Self-care for Single mums

Self-care, in my book, is more than just doing something nice for yourself when you can it is instead about taking your power back.

As single mothers, raising kids, running a household and being the sole income earner with financial obligations coming out of every orifice (pardon my French!) - on top of everything else going on in our world - we often give our power away by focussing solely on everyone else’s needs and ignore our own.

And I think we often know it too, but are at loss for how to change things for the better.

We are told in so many circles that we need to ‘do self-care’ by choosing something from a lovely list of things like going for a walk, hugging a tree, stretching, yoga, reading a book, having a bubble bath and more.

And these things are just fantastic and, by all means, choose one or more from those lists that call to you and do them as often as you can. I’m all for that!

A Deeper Perspective

In this blog however, I want to give a deeper perspective on the concept of self-care so that you can use it as something to truly reconnect with yourself and others, on your journey to rebuilding a life you are obsessed with rather than one you are just getting by in.

Every single mother knows, that when you are everything to everyone all the time and responsible for everything in your world on your own, things can get pretty out-of-control pretty quickly. Keeping all those little balls in the air alone so life with kids functions is no mean feat by any stretch of the imagination, and doing it for a length of time can take up a lot of head space and energy and leave you feeling exhausted.

And this, as we all know, and may have experienced, can lead quickly lead to burnout.

Stopping the busyness

It is essentially our body’s way of letting us know that we are doing too much or doing too many things that don’t light us up, and something has got to give.

And it is an urgent indication that it is high time to pause, recalibrate & come back to you.

And we are told that we need to slow down and stop doing so much all the time in so many circles, and that is exactly what we need to do. However, for the single mum who is ensconced in a life that requires her constant presence, input and hypervigilance in almost every aspect, it is almost impossible.

Stopping the busyness would be like trying to get off a running machine at the gym without slowing it down first. And when we finally do get off, it can feel like we are still running for a while. But that is a great analogy for another story for another time.

Band-aid solutions don't work

But ultimately, the chaos is the nature of the circumstances you are in, and all those self-care list things can feel like a bit of a band aid solution when what you really need is for someone else to come in and take over for a while so you can collapse in the corner.

And this isn’t possible either, because there is only you and no one else to pick up the slack or to pass the baton to when your capacity hits the skids.
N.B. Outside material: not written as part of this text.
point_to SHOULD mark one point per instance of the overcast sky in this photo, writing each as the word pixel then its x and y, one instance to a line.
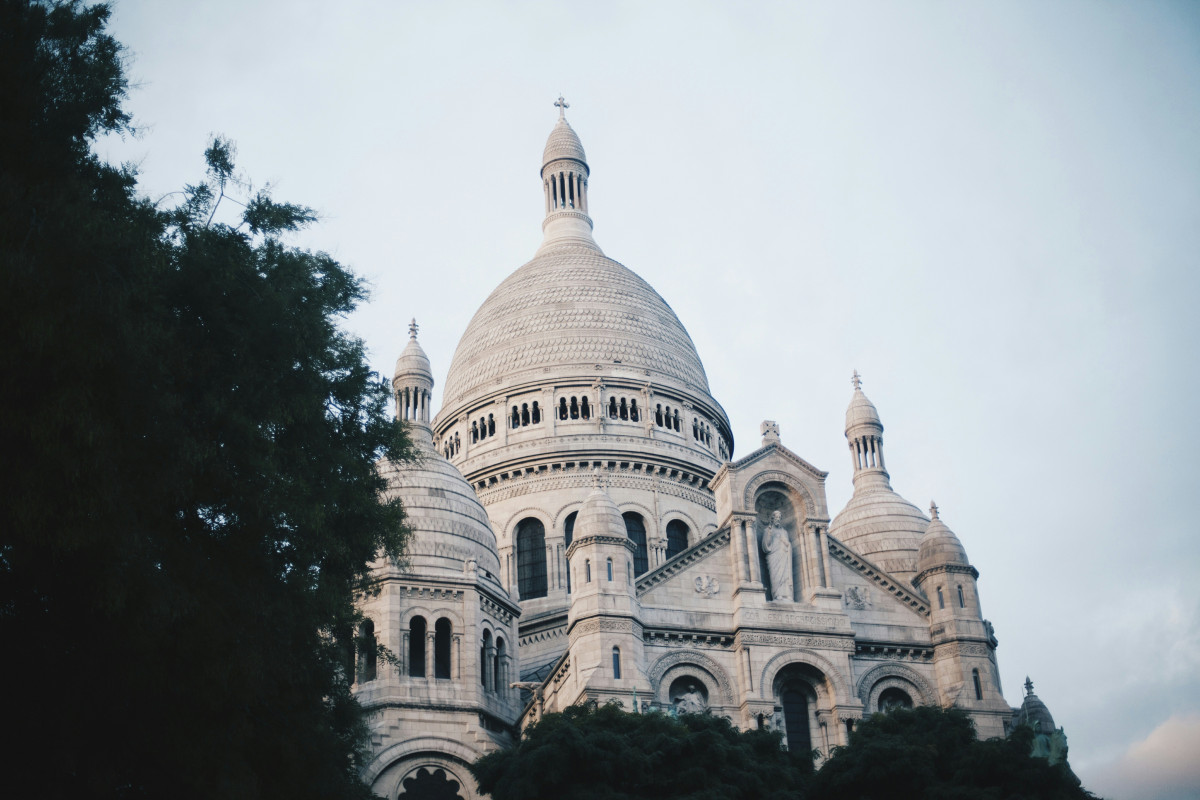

But what you can do though, is to learn how to respond differently to the chaos by building emotional resilience to the stress of it all.

Because when you are able to use self-care to take you power back rather than be overrun by life, you can respond differently, and your experience of it can change and life can feel a whole lot better.

What Self-care is REALLY about

Self-care is all about developing, or perhaps rebuilding, a relationship with yourself, and taking your power back.

And that starts with opening up a dialogue with yourself. Not with your busy conscious mind and all the stories that swirl around in it about what you should be doing, what you need to do etc, but with your ever-present body that often gets ignored.

The Steps to true self-care

  1. Check in with yourself every single day by pausing, putting a hand on your heart space and asking yourself, “How am I feeling?” and “What do I need”, and listen to the response from deep within you.
  2. Do something that feels good for you and let your body really feel it and savour it. Then anchor it in.
  3. Notice, acknowledge & allow what doesn’t feel good, and bring that sense of feeling good that you anchored in the previous step in to hold it and allow it to be ‘seen’ and ‘heard’.

Take the time to lean into this simple process, intentionally, step-by-step, and over time you will notice things start to shift in the way you handle things and feel about things.

The BEST part

This, my dears is self-care in the truest sense of the word and how you start a beautiful, loving relationship with yourself that will support your healing and unfolding from here.

And the best part is that when you do this for yourself, you model it for your children so they can learn to build a beautiful relationship with themselves too.